Merhabalar.
Öncelikle söylemek isterim ki, bu bölüm Eylül hanımın erkek arkadaşı tarafından yazıldı. İlk kitabım olduğu için amatörce gelebilir. Yanlış yazılan kısımları görmezden gelirseniz müteşekkir olurum.Kurgu da kullanılan ve kullanılacak olan programlar (Whatsapp(wp), Instagram(ig), Telegram(tg) ve b.) Yanlarında gördüğünüz kısaltmalarla yazılacaktır.
İyi okumalar.
~~Önceki bölümden:
Telefonu "hassiktir" diyerek kapattım. Ben şokla telefona bakarken olayı daha yeni idrak edebilmiştim.
Ben, Gökçe diye başkasına yazıyormuşum...
_______________
Titrek sesle, "k-kimsiniz?" "İsmimi ner-". Demeye kalmadan karşı tarafdan "bip-bip-bip" diye ses gelmişti.

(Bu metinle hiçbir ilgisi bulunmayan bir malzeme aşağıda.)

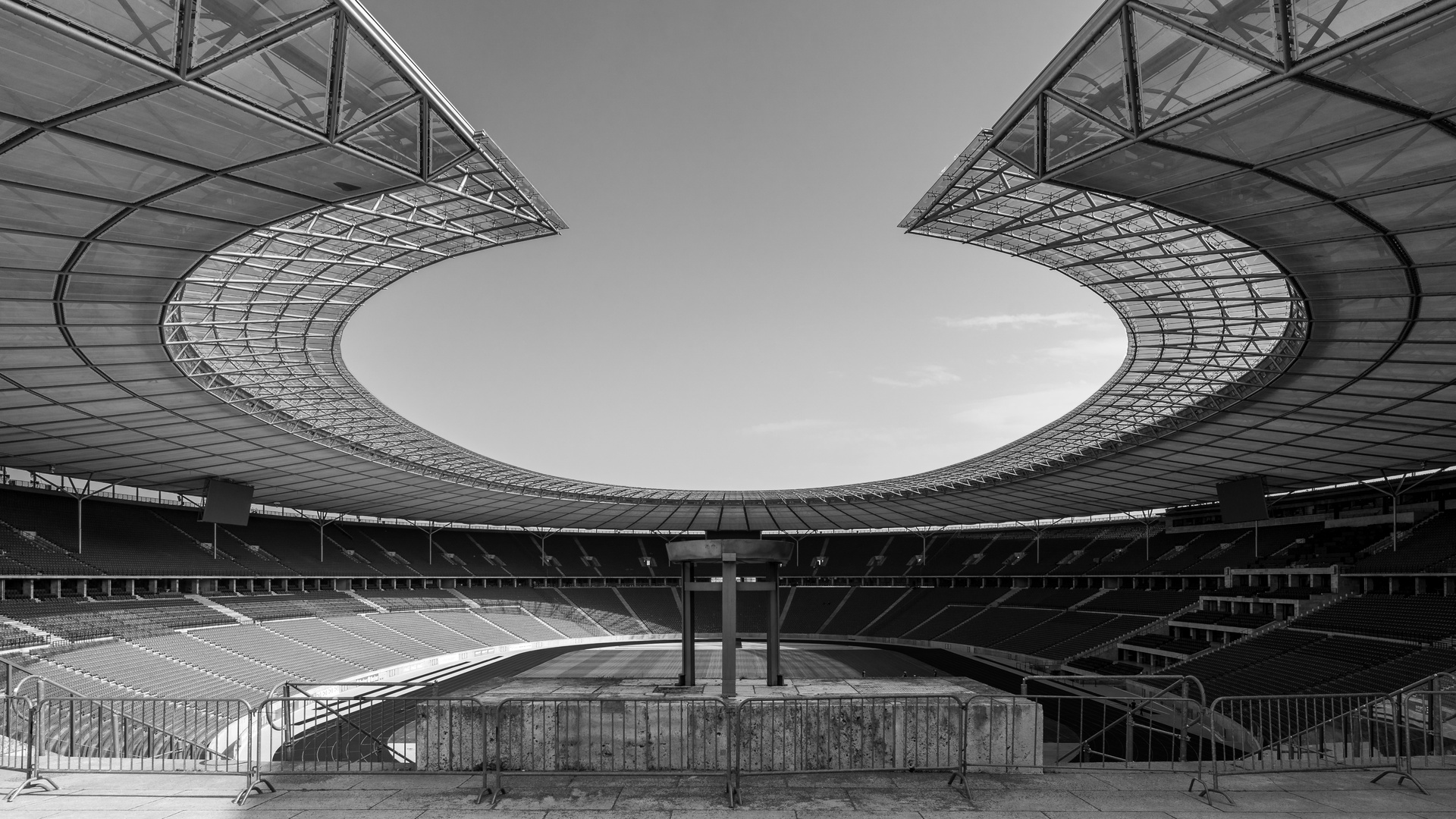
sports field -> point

Bir anda düşen ve solan yüzüme bakan herkes anlık korku yaşadığımı anlayabilirdi. Gökçe aniden beni omuzlarımdan tutarak, dedi;
"Asena, noldu? Bi' anda betin benzin attı." "Y-yok bi' şey. H-hadi işine dön." Dedim. Gökçe, "Asena diyorum! Kendine gel! Kimdi o? Ne dedi sana? Bi anda rengin soldu."
O anda aklımdan geçen tek şey, o herifin telefondan bana "Benden günah gitti, Asena Atalay" deyişiydi.
Dudağımın altında kekeleyerek, "K-kimsin sen? Adımı soyadımı nereden biliyorsun?" Dedim. Gökçe bana endişeli gözlerle bakıyor, beni kendime getirmeye çalışıyordu. Ben, Gökçe'ye dönüp, sahte gülümsemeyle, "Yok, bak kendimdeyim. Bi' şey demedi. Yanlış numara deyip telefonu kapattı." Gökçe ellerini omuzlarımdan çekerek, dedi:
Gökçe, "İyisin dimi bebeğim?"dedi. Ben "İyiyim iyiyim! Gayet iyiyim, merak etme."dedim.
Gökçe, "Tamam o zaman. Ben gidiyorum, bi daha sende yazdığın numaraları iki defa kontrol et!"dedi. Ben, "Tamam ya."dedim.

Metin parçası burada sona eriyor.